Hal tersebut diingatkan Eman, didampingi Sekretaris Kota (Sekot) Tomohon Arnold Poli saat reses pada acara rapat koordinasi dan evaluasi nasional (Rakorevnas)  tentang  Strategi Penerapan Akuntansi Berbasis Akrual yang diselenggarakan Kementerian Dalam Negeri (Kemdagri) di Ball Room Hotel Ciputra Jakarta, Senin (21/12/2015).

Penegasan walikota ini singkron dengan  materi Rakorev nasional  yang membahas peran Kemdagri dalam Implementasi SAP berbasis akrual pada pemerintah daerah (Pemda), juga peran BPKP dalam penerapan PP Nomor 71 Tahun 2010 tentang SAP (Basis Akrual) pada Pemda se Indonesia Timur tersebut. Tak heran acara yang dibuka  Anggota VI BPK RI Prof Dr Bahrullah Akbar MBA CMPM ini, dihadiri  undangan yang terdiri dari para walikota, Sekretaris Daerah, Inspektur dan Kepala Dinas Keuangan.

Sekjen Depdagri Dr Ir Yuswandi A Temenggung MSc MA, mengatakan, pelaksanaan Rakorev ini bertujuan untuk memastikan kesiapan jajaran pemda dalam penerapan akuntansi berbasis akrual guna menjamin kualitas laporan keuangan.

Manfaat penerapan akuntansi berbasis akrual ini, lanjut dia,  antara lain, memberikan gambaran yang utuh atas posisi keuangan pemda, menyajikan informasi yang sebenarnya mengenai hak dan kewajiban pemda, pengendalian defisit anggaran dan akumulasi biaya pemerintah agar lebih baik, juga sangat bermanfaat dalam mengevaluasi kinerja pemerintah dalam hal efisiensi dan efektivitas perolehan dan penggunaan sumber daya ekonomi.

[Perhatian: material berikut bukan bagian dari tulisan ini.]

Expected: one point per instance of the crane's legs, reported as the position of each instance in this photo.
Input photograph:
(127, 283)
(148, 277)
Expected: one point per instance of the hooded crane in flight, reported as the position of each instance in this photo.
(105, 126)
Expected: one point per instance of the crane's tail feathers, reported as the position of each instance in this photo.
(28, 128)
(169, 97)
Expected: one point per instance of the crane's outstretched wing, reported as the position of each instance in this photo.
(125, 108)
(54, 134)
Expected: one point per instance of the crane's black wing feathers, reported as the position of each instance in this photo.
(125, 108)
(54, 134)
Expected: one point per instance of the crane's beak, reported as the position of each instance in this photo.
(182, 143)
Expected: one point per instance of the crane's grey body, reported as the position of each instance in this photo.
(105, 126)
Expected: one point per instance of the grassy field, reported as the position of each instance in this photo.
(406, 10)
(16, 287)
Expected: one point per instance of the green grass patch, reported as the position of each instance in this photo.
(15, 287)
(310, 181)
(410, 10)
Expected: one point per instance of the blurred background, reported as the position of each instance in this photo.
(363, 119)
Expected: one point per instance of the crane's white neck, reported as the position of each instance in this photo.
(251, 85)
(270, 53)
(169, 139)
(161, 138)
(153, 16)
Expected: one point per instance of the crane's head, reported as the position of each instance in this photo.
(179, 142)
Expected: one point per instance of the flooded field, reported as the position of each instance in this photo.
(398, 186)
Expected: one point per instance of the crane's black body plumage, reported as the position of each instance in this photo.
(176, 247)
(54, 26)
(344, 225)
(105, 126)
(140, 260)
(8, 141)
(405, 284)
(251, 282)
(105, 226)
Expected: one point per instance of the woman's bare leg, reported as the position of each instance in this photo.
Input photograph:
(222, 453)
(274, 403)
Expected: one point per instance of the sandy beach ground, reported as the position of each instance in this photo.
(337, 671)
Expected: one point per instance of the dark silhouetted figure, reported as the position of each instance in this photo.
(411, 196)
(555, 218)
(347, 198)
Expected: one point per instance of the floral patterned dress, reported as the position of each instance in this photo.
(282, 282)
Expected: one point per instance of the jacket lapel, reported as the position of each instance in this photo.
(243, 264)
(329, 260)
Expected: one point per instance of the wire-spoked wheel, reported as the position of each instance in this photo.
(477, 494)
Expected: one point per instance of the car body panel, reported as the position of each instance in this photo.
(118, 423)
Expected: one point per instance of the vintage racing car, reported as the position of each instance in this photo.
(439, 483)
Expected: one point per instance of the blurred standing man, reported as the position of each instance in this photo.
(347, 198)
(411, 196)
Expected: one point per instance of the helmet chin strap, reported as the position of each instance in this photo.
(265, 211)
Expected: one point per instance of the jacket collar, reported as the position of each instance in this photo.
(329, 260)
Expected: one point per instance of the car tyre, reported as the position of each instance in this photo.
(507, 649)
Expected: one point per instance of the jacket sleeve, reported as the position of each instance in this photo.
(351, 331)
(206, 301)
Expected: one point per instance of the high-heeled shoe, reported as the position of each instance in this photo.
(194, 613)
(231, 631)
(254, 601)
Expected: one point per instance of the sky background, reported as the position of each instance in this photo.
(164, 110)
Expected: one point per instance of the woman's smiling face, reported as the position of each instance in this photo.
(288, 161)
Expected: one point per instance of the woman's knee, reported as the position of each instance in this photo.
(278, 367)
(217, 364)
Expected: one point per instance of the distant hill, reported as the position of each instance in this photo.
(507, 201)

Oleh karena itu, menurutnya, langkah-langkah yang perlu dilakukan pemda  dalam Penerapan Akuntansi Berbasis Akrual adalah menetapkan Perda tentang kebijakan akuntansi dan sistem akuntansi pemda, meningkatkan kapasitas Sumber Daya Manusia (SDM) dalam jumlah yang cukup dan kualitas memadai, dengan cara meningkatkan kompetensi melalui pendidikan dan pelatihan serta sosialisasi.

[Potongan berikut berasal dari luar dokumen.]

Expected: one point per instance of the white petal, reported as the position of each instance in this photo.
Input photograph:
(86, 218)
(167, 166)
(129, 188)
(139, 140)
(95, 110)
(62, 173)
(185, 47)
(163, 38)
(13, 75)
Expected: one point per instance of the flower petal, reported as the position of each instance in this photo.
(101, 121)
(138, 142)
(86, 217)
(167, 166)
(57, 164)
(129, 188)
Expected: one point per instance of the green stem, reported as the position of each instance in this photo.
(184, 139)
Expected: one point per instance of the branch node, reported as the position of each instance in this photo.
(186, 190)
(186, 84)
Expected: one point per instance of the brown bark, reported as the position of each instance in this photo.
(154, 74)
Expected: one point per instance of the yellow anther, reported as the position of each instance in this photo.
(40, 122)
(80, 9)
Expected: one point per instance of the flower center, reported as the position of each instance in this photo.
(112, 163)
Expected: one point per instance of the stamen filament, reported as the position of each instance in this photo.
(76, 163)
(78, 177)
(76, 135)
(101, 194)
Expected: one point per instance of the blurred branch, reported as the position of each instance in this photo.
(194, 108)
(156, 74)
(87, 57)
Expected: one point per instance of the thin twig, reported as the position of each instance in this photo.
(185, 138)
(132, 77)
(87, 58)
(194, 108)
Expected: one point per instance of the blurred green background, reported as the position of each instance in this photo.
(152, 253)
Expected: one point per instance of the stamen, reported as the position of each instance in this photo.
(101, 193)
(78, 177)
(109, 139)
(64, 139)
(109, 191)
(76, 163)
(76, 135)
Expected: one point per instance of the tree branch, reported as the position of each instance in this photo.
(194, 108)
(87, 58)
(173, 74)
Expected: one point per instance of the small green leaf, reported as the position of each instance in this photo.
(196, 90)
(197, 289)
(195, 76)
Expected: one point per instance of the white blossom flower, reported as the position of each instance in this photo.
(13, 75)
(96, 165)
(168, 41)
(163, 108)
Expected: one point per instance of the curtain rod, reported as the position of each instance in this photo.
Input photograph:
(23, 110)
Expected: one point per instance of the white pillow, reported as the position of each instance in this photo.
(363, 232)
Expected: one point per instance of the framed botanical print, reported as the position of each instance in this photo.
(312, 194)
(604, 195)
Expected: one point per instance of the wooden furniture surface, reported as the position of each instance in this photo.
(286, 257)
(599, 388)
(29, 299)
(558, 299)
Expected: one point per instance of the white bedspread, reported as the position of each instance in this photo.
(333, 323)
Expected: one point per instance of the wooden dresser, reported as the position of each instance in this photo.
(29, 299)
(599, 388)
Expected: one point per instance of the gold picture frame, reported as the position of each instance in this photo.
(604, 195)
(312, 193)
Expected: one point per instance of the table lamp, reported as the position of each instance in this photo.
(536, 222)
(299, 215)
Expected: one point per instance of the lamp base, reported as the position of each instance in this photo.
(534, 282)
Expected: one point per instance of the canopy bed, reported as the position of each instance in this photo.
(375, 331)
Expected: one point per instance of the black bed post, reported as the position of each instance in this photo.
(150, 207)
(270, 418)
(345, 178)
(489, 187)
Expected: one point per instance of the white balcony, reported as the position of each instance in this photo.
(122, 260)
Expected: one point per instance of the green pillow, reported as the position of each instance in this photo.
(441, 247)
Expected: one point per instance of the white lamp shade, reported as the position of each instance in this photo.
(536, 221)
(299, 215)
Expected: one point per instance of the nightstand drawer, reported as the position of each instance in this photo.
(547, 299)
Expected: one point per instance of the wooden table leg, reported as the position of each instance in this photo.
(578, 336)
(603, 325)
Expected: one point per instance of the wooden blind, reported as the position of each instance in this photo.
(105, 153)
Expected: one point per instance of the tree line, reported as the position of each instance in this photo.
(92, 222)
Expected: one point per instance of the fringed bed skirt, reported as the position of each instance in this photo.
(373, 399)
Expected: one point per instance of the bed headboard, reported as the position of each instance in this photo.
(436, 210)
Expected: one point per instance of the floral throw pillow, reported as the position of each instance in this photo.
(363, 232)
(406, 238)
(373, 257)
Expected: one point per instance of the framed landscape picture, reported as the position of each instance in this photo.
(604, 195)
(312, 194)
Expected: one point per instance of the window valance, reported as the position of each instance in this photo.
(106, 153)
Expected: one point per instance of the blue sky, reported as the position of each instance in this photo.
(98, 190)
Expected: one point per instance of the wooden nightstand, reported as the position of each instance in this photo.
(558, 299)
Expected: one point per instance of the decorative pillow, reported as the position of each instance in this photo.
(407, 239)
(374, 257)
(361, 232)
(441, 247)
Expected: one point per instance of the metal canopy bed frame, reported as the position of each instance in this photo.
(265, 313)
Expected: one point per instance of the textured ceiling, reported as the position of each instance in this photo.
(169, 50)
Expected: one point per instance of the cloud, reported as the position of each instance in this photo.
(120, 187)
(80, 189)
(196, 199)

Melain itu, juga menyiapkan dan atau menyesuaikan sistem aplikasi akuntansi yang dibutuhkan dalam penerapan akuntansi berbasis akrual,  dan pengalokasikan anggaran dalam APBD tahun 2016 untuk mendanai kegiatan-kegiatan yang mendukung persiapan dan pelaksanaan penerapan akuntansi berbasis akrual.

Dalam rangka efektifitas pemberlakuan PP nomor 71 tahun 2010 tentang SAP & Permendagri Nomor 64 Tahun 2013 tentang penerapan SAP berbasis Akrual pada pemda, lanjut dia, dalam mengalokasikan anggaran dalam APBD tahun 2016 diarahkan untuk mendanai kegiatan seperti inventarisasi aset daerah, koordinasi, pembinaan, supervisi, pendidikan dan pelatihan/peningkatan kapasitas, bimbingan teknis, seminar dan sejenis lainnya.

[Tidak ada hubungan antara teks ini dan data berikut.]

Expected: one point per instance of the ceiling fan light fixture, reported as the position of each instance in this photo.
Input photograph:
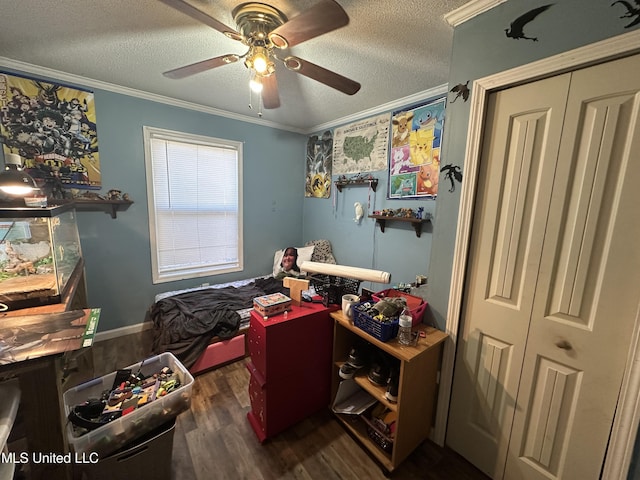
(255, 84)
(278, 41)
(260, 61)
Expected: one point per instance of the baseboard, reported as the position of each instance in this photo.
(122, 331)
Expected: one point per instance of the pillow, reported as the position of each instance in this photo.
(322, 253)
(304, 255)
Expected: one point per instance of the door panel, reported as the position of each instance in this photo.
(514, 190)
(588, 290)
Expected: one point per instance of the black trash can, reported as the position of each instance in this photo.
(147, 458)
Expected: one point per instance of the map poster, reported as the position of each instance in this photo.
(414, 159)
(319, 159)
(361, 146)
(53, 128)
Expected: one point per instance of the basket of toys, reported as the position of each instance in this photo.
(417, 305)
(376, 324)
(331, 288)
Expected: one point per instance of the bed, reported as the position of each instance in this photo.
(204, 327)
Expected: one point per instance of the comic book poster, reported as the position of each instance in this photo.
(414, 158)
(53, 128)
(319, 160)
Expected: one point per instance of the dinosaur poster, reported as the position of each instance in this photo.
(319, 159)
(414, 158)
(53, 128)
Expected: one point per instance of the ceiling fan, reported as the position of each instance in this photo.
(267, 32)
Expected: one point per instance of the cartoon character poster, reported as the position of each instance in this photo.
(53, 128)
(319, 162)
(414, 158)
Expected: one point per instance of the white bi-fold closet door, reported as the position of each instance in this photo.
(553, 281)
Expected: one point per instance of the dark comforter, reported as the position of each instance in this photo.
(185, 324)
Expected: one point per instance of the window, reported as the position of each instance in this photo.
(194, 188)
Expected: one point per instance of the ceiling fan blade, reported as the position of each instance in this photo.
(322, 75)
(199, 15)
(202, 66)
(321, 18)
(270, 97)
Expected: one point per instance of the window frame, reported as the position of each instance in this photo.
(151, 133)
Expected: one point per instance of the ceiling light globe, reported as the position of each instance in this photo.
(260, 63)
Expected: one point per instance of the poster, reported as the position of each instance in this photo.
(361, 146)
(414, 158)
(318, 171)
(53, 128)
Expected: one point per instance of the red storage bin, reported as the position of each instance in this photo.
(417, 305)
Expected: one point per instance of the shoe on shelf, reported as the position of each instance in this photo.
(379, 373)
(357, 357)
(347, 371)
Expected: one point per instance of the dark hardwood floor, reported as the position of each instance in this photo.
(213, 440)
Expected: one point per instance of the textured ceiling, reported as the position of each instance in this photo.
(394, 49)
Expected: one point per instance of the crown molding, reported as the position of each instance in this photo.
(387, 107)
(470, 10)
(110, 87)
(22, 67)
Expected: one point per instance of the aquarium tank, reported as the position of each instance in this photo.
(39, 253)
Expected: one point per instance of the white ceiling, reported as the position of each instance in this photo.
(395, 49)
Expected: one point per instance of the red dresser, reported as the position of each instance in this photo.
(290, 367)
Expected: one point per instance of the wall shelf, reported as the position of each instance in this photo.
(343, 182)
(415, 222)
(108, 206)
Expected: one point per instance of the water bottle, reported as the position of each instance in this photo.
(404, 327)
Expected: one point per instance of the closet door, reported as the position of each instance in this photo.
(553, 283)
(588, 289)
(517, 169)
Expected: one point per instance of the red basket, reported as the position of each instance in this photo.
(417, 305)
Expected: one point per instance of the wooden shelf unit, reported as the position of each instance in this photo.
(109, 206)
(415, 222)
(417, 387)
(372, 182)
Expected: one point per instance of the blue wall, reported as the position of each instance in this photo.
(398, 250)
(117, 252)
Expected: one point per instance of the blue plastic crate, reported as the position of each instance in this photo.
(383, 331)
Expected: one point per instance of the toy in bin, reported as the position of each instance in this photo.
(108, 413)
(417, 305)
(272, 304)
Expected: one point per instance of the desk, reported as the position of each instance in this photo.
(34, 340)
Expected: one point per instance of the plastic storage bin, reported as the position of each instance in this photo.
(383, 331)
(417, 305)
(121, 432)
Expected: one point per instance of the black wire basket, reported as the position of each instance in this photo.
(331, 288)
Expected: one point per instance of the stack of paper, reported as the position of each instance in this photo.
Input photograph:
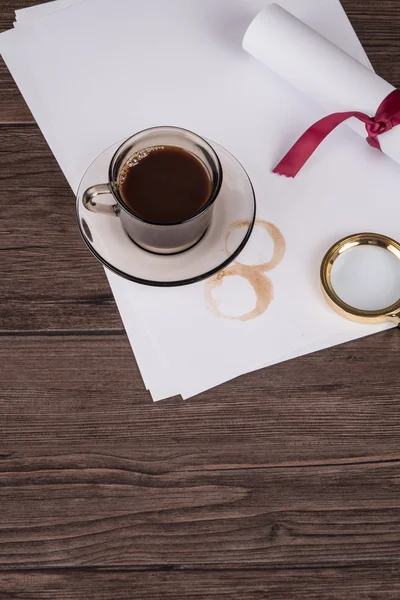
(96, 71)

“Pelaksanaan kapasitas peningkatan SDM bagi pemerintah daerah difasilitasi dan dikoordinasikan oleh Kemendagri yang dapat bekerjasama dengan instansi terkait lainnya atau perguruan tinggi yang memiliki peminatan,spesifikasi bidang ekonomi/keuanga daerah atau Pusat Pengembangan Akuntasi (PPA) yang dapat mempertimbangkan regional efektivitas,” jelas Sekjen.

Tamenggung kemudian mengatakan bahwa hal-hal yang perlu diperhatikan adalah penerapan SAP Berbasis Akrual wajib dilaksanakan oleh seluruh Pemerintah Provinsi dan Kabupaten/Kota Tahun 2016.

“Segeralah mengambil langkah strategis dalam bentuk penyiapan regulasi, penyiapan SDM, dan penyesuaian aplikasi; Komitmen  antar pemerintah daerah dengan  DPRD Provinsi dan Kabupaten atau Kota dalam penerapan SAP Berbasis Akrual,” ujarnya.